The full paper is available for download: N-wise paper (PDF)
The presentation is also available for download (complete with speaker notes): N-wise presentation (PDF)

Mark Litterick, Jason Sprott and Jonathan Bromley gave a tutorial entitled “Advanced UVM Tutorial - Taking Reuse To The Next Level”. More details of other tutorials and workshops are available on our Training and Workshops” page, with a full portfolio description. Contact info@verilab.com for more information.

Verilab at DVCon-Europe 2015

Tuesday, November 10th, 2015 by Paul Marriott

Mark Litterick, Jason Sprott and Jonathan Bromley will be presenting the their “Advanced UVM Tutorial - Taking Reuse To The Next Level” in two sessions on Day 1 (Wednesday 11th Nov).

Full details of the tutorial are in this abstract: verilab_dvcon_eu2015_abstract

Jonathan Bromley will be presenting a paper he co-authored with Kevin Jonhston on Day 2 (Thursday 12th Nov) in the

Session TA1: Advanced Verification & Validation – 1 Forum 1

TA1.1: Is Your Testing N-wise or Unwise?
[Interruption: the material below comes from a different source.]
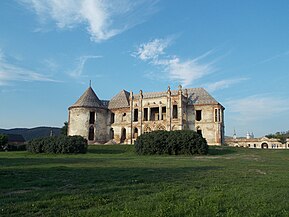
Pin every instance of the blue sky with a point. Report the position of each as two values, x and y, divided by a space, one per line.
237 49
Pairwise and N-wise Patterns in SystemVerilog for Efficient Test Configuration and Stimulus

Abstract:
Pairwise, and more generally N-wise, pattern generation has long been known as an efficient and effective way to construct test stimulus and configurations for software testing. It is also highly applicable to digital design verification, where it can dramatically reduce the number and length of tests that need to be run in order to exercise a design under test adequately. Unfortunately, readily available tools for N-wise pattern generation do not fit conveniently into a standard hardware verification flow. This paper reviews the background to N-wise testing, and presents a new open-source SystemVerilog package that leverages the language’s constrained randomization features to offer flexible and convenient N-wise generation in a pure SystemVerilog environment.

A freely downloadable SystemVerilog code package, together with the paper and presentation describing it will be available after the conference is over.